American gymnast (1977–1997)

Hilary Coplin Grivich (May 23, 1977 - May 4, 1997) was an American gymnast and diver. She was a member of the silver medal-winning American team at the 1991 World Artistic Gymnastics Championships and the 1990 junior national champion in gymnastics.

== Career ==
One of the original members of the "Károlyi six-pack", Grivich trained under Béla Károlyi in Houston. In her first season at the senior level, she was a member of the silver medal-winning American team at the 1991 World Championships, acting as the leadoff gymnast during compulsories and competing second in the lineup on all four events in team finals.

Grivich was a contender for the 1992 Olympics, placing seventh in the all-around and third on balance beam and floor exercise at that year's national championships. However, at the Olympic Trials, she placed eighth and did not qualify for the Olympic squad. Béla and Márta Károlyi, and some other gymnastics insiders, claimed that U.S. judges had deliberately underscored Grivich to keep the team from having too many Károlyi club gymnasts.
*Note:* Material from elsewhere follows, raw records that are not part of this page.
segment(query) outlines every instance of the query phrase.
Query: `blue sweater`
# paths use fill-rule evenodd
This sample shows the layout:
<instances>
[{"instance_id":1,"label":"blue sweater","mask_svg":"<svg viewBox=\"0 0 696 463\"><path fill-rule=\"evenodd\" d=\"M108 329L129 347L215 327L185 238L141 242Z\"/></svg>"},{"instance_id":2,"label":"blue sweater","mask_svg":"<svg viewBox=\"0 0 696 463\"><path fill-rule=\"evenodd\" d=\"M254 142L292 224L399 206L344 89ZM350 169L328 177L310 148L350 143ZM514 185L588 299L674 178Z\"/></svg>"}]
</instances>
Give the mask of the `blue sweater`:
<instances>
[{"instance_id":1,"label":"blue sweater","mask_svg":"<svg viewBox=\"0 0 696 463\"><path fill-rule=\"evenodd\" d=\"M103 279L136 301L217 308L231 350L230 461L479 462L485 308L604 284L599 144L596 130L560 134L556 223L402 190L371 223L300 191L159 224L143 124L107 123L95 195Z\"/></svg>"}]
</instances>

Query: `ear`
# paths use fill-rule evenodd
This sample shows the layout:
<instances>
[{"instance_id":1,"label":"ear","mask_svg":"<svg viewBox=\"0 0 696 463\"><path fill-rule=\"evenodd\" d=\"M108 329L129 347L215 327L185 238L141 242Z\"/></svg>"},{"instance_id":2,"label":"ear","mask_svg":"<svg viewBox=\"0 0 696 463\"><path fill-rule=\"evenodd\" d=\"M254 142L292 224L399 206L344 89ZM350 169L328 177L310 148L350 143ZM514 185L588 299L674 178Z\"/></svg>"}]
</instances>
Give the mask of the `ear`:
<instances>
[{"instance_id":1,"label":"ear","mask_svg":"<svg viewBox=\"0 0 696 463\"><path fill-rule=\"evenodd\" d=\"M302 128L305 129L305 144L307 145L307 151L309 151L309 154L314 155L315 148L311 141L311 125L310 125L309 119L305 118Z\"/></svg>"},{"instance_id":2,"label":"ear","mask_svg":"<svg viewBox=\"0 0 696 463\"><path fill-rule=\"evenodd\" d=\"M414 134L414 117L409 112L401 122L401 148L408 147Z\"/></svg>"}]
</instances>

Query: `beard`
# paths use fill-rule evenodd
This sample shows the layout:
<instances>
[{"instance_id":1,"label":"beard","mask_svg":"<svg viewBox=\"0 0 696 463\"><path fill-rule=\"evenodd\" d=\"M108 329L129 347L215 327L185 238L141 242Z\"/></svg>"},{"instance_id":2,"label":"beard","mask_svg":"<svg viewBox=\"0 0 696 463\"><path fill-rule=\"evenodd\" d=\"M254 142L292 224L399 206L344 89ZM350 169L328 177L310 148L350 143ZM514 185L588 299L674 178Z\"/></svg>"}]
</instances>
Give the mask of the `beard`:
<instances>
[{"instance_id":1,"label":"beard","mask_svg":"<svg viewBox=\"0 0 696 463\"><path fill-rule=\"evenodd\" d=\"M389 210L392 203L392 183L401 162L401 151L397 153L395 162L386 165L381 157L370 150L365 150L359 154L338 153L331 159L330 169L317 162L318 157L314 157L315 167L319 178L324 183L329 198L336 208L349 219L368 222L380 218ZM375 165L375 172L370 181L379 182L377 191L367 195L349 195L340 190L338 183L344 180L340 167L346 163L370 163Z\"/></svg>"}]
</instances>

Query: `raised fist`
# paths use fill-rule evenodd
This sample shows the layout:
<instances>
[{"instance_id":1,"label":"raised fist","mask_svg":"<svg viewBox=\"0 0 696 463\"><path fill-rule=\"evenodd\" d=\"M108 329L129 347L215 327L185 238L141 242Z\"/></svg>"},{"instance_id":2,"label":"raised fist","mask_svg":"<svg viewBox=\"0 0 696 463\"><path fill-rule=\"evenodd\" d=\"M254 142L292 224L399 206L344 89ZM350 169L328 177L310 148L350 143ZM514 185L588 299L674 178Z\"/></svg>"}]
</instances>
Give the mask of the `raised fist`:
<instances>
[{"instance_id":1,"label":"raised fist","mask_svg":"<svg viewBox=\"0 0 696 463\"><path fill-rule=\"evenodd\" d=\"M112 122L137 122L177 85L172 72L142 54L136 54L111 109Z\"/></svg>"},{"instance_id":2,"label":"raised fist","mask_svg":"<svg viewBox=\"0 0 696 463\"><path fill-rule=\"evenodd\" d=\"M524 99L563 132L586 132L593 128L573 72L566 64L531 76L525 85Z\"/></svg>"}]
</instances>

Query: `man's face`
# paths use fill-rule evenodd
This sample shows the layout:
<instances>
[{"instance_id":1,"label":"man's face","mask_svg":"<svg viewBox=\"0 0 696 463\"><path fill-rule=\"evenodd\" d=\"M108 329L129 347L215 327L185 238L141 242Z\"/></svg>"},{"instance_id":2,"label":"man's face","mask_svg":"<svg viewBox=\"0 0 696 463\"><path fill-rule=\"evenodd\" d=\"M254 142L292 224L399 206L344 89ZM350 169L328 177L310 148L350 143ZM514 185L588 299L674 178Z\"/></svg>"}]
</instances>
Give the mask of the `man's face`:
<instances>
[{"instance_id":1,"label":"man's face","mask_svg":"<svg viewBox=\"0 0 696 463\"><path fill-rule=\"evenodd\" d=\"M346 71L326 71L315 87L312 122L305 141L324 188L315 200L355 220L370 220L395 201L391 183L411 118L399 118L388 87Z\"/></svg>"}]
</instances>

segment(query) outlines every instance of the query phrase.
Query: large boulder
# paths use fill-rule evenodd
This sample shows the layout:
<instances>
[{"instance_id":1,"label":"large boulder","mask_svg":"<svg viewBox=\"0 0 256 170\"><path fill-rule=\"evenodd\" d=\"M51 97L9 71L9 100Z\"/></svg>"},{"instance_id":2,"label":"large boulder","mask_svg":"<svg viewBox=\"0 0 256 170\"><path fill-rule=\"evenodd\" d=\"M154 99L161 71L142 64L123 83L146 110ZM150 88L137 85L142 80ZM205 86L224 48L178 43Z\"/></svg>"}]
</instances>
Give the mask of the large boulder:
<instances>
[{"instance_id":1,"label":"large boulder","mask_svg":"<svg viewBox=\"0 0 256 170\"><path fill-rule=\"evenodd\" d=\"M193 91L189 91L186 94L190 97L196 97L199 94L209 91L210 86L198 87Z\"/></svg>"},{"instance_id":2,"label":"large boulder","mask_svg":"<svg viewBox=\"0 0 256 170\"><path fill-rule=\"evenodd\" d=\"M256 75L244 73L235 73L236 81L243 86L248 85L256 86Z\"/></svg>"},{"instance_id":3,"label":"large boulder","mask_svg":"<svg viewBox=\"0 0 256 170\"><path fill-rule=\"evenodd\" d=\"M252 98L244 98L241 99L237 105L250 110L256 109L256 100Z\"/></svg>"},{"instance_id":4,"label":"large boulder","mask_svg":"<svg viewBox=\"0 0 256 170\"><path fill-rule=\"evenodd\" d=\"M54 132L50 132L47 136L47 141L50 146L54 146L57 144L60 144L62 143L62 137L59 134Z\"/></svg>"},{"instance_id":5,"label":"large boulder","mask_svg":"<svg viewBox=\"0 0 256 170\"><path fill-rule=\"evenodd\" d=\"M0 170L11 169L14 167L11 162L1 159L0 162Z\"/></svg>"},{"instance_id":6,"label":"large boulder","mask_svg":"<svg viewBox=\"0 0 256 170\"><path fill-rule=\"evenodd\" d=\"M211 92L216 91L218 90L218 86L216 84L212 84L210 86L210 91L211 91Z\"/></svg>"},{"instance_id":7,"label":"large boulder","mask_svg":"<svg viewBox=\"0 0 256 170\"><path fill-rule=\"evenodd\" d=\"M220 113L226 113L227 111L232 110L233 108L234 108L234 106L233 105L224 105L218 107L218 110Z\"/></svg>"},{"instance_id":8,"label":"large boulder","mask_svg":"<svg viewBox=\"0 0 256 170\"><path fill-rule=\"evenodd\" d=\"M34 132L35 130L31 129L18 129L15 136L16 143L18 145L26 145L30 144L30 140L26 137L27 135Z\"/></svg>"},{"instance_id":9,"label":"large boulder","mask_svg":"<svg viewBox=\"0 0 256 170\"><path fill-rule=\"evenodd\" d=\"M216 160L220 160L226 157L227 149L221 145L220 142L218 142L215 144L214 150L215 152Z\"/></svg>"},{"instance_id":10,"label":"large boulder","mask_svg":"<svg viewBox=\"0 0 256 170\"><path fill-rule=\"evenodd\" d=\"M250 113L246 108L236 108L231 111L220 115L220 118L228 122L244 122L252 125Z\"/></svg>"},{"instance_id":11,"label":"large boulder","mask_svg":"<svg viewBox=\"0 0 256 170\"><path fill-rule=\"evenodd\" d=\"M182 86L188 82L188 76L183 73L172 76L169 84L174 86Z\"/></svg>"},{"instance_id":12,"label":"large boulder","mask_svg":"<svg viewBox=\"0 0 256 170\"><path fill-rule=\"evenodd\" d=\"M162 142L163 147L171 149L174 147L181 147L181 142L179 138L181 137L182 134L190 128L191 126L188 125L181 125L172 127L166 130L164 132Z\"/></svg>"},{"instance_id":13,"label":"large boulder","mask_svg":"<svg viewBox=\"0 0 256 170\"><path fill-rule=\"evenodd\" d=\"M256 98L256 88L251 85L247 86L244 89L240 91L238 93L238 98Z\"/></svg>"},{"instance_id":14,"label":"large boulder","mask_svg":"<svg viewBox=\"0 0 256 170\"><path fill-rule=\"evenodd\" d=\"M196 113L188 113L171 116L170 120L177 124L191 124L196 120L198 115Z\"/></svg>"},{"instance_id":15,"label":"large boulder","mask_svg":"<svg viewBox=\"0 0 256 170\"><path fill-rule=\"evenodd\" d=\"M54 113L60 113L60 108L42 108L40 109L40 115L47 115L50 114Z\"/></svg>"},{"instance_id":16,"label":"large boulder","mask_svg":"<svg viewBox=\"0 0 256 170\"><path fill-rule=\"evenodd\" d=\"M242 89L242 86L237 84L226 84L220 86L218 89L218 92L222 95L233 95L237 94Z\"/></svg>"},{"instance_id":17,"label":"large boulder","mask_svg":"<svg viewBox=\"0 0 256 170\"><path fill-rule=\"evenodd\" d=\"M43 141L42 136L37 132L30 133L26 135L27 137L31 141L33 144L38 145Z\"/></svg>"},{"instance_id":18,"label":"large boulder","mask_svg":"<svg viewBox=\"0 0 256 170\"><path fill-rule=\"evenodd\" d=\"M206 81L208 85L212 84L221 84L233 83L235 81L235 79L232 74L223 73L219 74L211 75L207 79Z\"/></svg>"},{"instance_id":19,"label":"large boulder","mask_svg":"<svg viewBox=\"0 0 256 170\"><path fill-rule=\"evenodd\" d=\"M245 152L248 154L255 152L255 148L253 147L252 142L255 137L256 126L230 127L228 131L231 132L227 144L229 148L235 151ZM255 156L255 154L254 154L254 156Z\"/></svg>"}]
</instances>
Grivich retired from gymnastics after the Olympics. In 1993, she switched her focus to diving. After only two years in the sport, she earned a scholarship to the University of Houston. She excelled in NCAA competition and hoped to eventually make the U.S. Olympic team as a diver.

== Death and Legacy ==
Less than a month before her 20th birthday, Grivich was killed in a car accident on a Houston highway. A scholarship with the Strake Jesuit Scholarship Fund was established in her name. In addition, Grivich's diving club, Woodlands Diving Academy, used to hold an annual elite meet in her honour, the Hilary Grivich Memorial Invitational, before renaming it the "Laura Wilkinson Golden Invitational."